Observational Signatures of Simulated Reconnection Events in the Solar Chromosphere and Transition Region

TL;DR

This paper uses numerical simulations to study wave-driven magnetic reconnection in the solar atmosphere, revealing how it contributes to chromospheric jets and clarifies the relationship between various jet-like phenomena.

Contribution

It demonstrates that wave-induced reconnection can produce periodic jets and synthesizes multi-wavelength observations to interpret solar jet phenomena.

Findings

Reconnection is driven periodically by waves in the model.

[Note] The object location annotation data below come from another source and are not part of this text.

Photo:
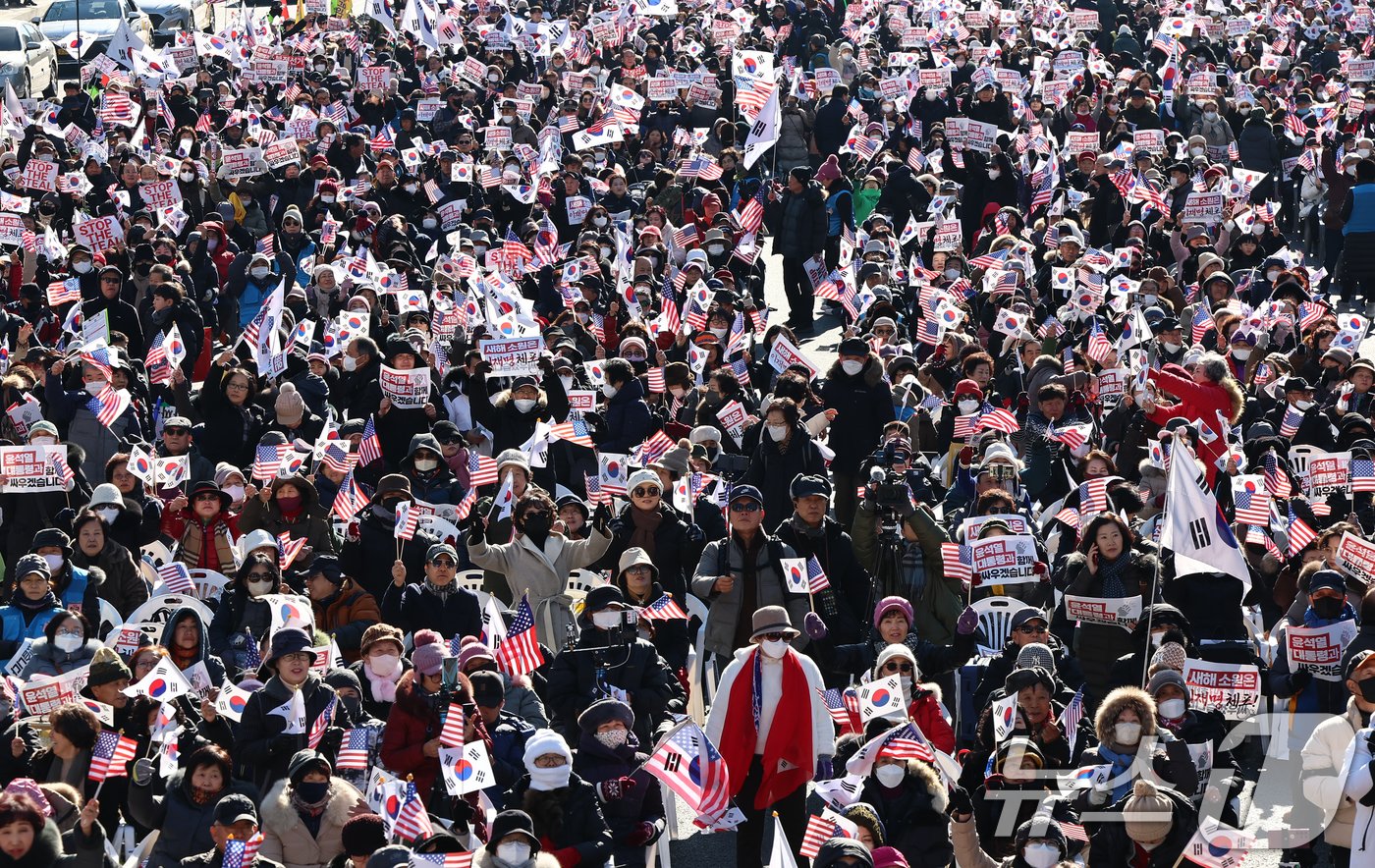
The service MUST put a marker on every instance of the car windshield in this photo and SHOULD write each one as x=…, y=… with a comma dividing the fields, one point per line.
x=66, y=10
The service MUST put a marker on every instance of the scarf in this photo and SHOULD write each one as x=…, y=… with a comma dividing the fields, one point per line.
x=1111, y=571
x=646, y=523
x=787, y=760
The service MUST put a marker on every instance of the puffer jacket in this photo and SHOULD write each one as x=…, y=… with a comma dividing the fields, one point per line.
x=288, y=841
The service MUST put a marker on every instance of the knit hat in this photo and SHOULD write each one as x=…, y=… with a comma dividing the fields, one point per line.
x=1147, y=813
x=378, y=633
x=470, y=649
x=1035, y=654
x=889, y=604
x=106, y=666
x=289, y=405
x=363, y=836
x=429, y=652
x=545, y=741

Simulated observations match observed solar jet features.

Reconnection helps explain diverse jet phenomena in the solar atmosphere.

Abstract

We present the results of numerical simulations of wave-induced magnetic reconnection in a model of the solar atmosphere. In the magnetic field geometry we study in this article, the waves, driven by a monochromatic piston and a driver taken from Hinode observations, induce periodic reconnection of the magnetic field, and this reconnection appears to help drive long-period chromospheric jets. By synthesizing observations for a variety of wavelengths that are sensitive to a wide range of temperatures, we shed light on the often confusing relationship between the plethora of jet-like phenomena in the solar atmosphere, e.g., explosive events, spicules, blinkers, and other phenomena thought to be caused by reconnection.